第98話:トランプノミクスはうまくいくのか

 内閣府参与でエール大学教授の浜田宏一氏は、財政政策の重要性を強調するスタンスに変化している。これまで浜田氏は、変動相場制化のマンデルフレミングモデルに基づき、金利上昇や通貨高により最終需要が抑制される「クラウディングアウト」の懸念から、財政政策には懐疑的な見方をしてきた。しかし、日銀のイールドカーブコントロール導入によりクラウディングアウトは回避でき、財政の助けで金融緩和がより効果を発揮するという状況になっている。

 しかし、トランプ勝利後の米国の状況は今のところそうなっていない。この理由として、財政出動の期待だけで金利上昇、自国通貨高が生じ、変動相場制におけるクラウディングアウト効果の負の部分が先行して出てしまっていることがある。

 また、米国経済が完全雇用で景気後退局面でもない可能性の中で、金融・財政政策で景気刺激策をすると、インフレを高めて金利上昇を助長するリスクも考えられる。

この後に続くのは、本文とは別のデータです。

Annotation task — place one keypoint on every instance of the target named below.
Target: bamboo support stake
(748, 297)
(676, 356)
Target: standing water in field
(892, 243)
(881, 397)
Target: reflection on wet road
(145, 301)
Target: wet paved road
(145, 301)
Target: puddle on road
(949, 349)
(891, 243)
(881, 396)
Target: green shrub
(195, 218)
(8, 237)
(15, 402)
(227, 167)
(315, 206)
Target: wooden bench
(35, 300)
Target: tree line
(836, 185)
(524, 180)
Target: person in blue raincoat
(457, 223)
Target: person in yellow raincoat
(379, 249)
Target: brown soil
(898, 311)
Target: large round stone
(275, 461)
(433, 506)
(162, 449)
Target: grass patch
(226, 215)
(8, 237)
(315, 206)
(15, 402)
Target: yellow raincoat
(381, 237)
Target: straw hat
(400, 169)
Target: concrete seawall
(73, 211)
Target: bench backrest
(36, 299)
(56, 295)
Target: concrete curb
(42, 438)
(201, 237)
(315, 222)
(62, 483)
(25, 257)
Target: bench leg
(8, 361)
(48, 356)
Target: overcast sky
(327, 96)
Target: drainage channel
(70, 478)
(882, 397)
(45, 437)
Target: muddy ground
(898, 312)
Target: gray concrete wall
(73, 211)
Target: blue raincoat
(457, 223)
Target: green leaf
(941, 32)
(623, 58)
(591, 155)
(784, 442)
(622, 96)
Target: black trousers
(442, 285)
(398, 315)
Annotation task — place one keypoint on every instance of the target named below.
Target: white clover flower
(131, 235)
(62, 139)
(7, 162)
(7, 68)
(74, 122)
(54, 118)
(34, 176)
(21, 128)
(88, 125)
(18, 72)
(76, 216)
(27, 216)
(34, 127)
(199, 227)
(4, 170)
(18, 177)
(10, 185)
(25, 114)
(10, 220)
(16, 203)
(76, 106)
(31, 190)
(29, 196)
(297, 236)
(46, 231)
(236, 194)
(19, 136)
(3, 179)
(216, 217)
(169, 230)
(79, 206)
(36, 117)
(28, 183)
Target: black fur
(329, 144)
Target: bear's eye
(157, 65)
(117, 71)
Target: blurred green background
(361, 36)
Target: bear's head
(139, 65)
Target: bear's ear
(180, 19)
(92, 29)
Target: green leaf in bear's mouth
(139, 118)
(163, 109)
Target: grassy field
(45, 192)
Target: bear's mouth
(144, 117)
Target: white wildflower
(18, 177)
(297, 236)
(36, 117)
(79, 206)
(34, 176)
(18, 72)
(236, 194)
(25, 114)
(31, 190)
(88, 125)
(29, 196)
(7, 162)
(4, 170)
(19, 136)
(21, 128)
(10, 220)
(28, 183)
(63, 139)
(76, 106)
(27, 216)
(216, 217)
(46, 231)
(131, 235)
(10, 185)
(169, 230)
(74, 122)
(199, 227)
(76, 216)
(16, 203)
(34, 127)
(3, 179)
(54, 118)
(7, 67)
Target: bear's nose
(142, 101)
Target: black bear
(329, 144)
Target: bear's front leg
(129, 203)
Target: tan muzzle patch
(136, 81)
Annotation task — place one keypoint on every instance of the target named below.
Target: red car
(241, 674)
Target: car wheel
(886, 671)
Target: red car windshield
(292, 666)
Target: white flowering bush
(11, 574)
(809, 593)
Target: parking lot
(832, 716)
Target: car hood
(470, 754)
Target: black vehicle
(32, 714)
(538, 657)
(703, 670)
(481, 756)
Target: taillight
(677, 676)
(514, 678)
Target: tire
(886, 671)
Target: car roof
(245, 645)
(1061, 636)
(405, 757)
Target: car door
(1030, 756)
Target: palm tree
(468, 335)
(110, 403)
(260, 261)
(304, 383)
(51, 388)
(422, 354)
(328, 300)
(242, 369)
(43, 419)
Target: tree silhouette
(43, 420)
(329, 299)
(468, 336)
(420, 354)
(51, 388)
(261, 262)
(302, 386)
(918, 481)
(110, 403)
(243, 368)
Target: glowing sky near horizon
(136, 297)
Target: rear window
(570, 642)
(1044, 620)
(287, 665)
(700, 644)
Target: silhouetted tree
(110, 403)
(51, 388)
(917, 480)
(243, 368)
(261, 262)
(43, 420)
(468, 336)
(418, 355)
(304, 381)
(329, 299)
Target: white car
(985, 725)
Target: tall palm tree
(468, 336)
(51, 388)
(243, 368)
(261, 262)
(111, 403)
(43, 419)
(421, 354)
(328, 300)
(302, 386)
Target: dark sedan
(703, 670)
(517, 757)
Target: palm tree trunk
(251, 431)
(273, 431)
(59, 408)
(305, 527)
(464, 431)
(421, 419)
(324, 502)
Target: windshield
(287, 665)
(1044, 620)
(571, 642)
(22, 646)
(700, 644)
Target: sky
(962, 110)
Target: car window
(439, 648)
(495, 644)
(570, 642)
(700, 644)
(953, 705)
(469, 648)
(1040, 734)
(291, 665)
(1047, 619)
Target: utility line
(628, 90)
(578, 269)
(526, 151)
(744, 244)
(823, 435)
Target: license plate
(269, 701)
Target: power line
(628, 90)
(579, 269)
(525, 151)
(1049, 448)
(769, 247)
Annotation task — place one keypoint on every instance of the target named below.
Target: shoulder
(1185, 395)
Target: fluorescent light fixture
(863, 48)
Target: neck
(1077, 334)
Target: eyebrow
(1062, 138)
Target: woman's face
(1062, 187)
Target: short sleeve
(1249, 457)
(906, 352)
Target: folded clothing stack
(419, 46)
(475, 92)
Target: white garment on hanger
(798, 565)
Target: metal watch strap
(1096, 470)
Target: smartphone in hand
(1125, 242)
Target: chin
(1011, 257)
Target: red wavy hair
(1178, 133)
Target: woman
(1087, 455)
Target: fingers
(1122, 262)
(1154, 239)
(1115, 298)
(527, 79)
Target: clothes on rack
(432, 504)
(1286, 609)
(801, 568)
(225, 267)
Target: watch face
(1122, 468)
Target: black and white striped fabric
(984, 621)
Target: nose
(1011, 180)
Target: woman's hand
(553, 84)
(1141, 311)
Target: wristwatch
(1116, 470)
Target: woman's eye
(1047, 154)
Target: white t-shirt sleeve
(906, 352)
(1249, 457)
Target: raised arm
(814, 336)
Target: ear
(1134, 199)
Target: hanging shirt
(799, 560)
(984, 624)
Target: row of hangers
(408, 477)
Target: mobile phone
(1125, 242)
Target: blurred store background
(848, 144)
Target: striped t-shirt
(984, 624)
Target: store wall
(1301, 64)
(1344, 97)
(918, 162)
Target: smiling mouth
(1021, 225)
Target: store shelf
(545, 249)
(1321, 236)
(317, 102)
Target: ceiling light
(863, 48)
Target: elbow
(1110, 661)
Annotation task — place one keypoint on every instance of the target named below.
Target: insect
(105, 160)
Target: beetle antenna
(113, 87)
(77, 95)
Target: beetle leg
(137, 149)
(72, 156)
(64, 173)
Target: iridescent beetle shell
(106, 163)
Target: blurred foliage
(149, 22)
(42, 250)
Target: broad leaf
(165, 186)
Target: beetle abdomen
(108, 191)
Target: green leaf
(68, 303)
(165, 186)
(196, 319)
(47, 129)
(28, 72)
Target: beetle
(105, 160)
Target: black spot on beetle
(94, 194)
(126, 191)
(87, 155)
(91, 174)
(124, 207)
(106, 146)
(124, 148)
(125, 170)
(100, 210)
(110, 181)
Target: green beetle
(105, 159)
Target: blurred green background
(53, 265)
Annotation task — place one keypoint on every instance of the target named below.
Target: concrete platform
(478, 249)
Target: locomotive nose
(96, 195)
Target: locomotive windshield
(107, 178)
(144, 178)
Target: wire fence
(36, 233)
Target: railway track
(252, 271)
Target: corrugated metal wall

 現在のトランプラリーは、1981年に発足したレーガン政権が行ったレーガノミクスの政策を先取りしているとの見方もある。まだ大型減税や公共投資、規制緩和の効果が出ていない段階で急激な金利上昇ドル高という事態の下で、どう米国の状況を展望すればよいか。

 頼るべきはレーガノミクスとの比較であろう。マクロ政策では、財政が減税による景気刺激策、金融が高金利・ドル高政策という特徴があった。しかし、70年代後半のスタグフレーションと異なり経済成長と雇用改善が続いている中では、当時の米国とは状況が異なることも事実である。

 こうした中で最も当時の米国と異なるのは、金融政策の差だ。差し迫ったインフレ加速が見られず、むしろディスインフレ傾向が残っている米国は、スタグフレーション退治のために金融引き締めとドル高を通じた輸入物価の抑制で立ち向かった当時とは明らかに対応が異なる。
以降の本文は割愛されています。